The project has been approved by the Palestinian Authority and the Palestinian Authority and the Palestinian Higher Planning Council.

The city’s amphitheatre is based on a traditional classical Roman design and is also set to include cafes and restaurants at its apex. But at the moment huge pictures of stars such as Elvis Presley, Johnny Cash, and Bob Marley fill the spaces where windows will be placed.

Rawabi is the largest private sector project in Palestinian history, and was initiated at the Palestinian Investment Conference, which took place in Bethlehem in 2008. The city is located on the West Bank, 9km to the north of Ramallah.

The slogan calls the city: “A place to live, work and grow”. The development is funded by the Qatari company LDR, and Palestinian multimillionaire Bashar al-Masri, who has been working on similar projects in Morocco, Egypt, and Jordan.

“[Al-Masri] felt it was time he did something for the people of his home country,” said Khdeir. “The developers have been involved in projects across the world and thought it was time to develop Palestine.

“The city will include 6,000 residential units and eventually be home to 40,000 people. It is being built in phases, the first and second neighbourhoods are completed along with around one quarter of the commercial centre,” he added.

The project has not been without difficulties – access via road was finally achieved through the efforts of former UK Prime Minister Tony Blair, while it was only on 7th May 2015 that the city was connected to water supplies.

The Palestinian Authority is responsible for providing off-site infrastructure, while Bayti is tasked with the design and development of the city. The Rawabi economic growth strategy has the aim of creating 3,000 to 5,000 new jobs in what it calls a “knowledge economy”. Primarily, these will be within the IT, education, and healthcare sectors.

“We want to turn this into Palestine’s equivalent to Silicon Valley,” said Khdeir. “We want companies such as Google and Microsoft to outsource to us.”

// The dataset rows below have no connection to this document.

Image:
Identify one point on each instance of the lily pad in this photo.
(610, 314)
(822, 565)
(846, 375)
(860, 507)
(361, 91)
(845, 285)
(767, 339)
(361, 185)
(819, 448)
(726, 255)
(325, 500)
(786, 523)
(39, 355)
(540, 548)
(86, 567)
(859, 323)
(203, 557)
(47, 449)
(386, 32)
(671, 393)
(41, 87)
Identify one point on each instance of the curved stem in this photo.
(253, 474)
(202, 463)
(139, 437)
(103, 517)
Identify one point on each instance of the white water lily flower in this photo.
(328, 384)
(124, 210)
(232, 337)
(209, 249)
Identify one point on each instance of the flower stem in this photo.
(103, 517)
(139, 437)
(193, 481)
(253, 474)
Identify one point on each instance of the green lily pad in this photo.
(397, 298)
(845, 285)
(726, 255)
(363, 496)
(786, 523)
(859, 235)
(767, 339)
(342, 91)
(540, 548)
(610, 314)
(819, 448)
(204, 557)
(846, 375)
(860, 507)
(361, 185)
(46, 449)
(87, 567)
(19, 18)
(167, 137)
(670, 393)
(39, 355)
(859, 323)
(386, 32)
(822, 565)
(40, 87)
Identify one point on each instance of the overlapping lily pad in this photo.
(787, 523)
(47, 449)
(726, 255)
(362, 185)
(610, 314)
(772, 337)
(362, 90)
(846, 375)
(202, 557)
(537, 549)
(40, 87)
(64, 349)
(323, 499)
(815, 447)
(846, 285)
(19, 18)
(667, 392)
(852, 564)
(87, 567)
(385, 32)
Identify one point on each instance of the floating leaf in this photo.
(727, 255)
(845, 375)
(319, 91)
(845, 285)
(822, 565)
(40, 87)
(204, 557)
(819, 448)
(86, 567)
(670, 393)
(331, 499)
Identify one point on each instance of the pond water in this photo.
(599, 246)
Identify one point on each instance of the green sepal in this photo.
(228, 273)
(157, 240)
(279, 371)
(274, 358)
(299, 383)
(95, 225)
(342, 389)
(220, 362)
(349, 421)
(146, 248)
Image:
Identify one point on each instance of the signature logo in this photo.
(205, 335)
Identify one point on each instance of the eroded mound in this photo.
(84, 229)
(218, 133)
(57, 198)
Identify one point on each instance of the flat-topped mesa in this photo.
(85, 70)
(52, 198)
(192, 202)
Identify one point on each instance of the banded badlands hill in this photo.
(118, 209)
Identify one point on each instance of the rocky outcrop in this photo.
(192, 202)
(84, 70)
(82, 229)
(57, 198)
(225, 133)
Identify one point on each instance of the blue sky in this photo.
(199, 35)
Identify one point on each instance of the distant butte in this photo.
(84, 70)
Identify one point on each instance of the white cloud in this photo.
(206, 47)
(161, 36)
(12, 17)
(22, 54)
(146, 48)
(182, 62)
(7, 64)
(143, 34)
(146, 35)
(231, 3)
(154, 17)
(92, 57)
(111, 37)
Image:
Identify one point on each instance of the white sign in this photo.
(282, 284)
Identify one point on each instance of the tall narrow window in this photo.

Engineer Shadia Jaradat finished her degree in civil engineering at Birzeit University, another organisation involved in the planning of Rawabi. She is one of a handful of students trained to use the planning software that was employed.

She said: “I wanted to work on projects in Palestine, but they didn’t use BIM here. The whole time I was always wondering: Will I have to go to the Gulf countries? Will I have to go the States? Where am I going to find projects working with this technology?”

Sustainability is also a major factor in the project, with thousands of trees being planted, including an olive sapling put into the earth by former UK Prime Minister Tony Blair.

One of the first visitors to the construction site was US senator John Kerry, the current Secretary of State, while UN Secretary General Ban Ki-moon has also viewed the project.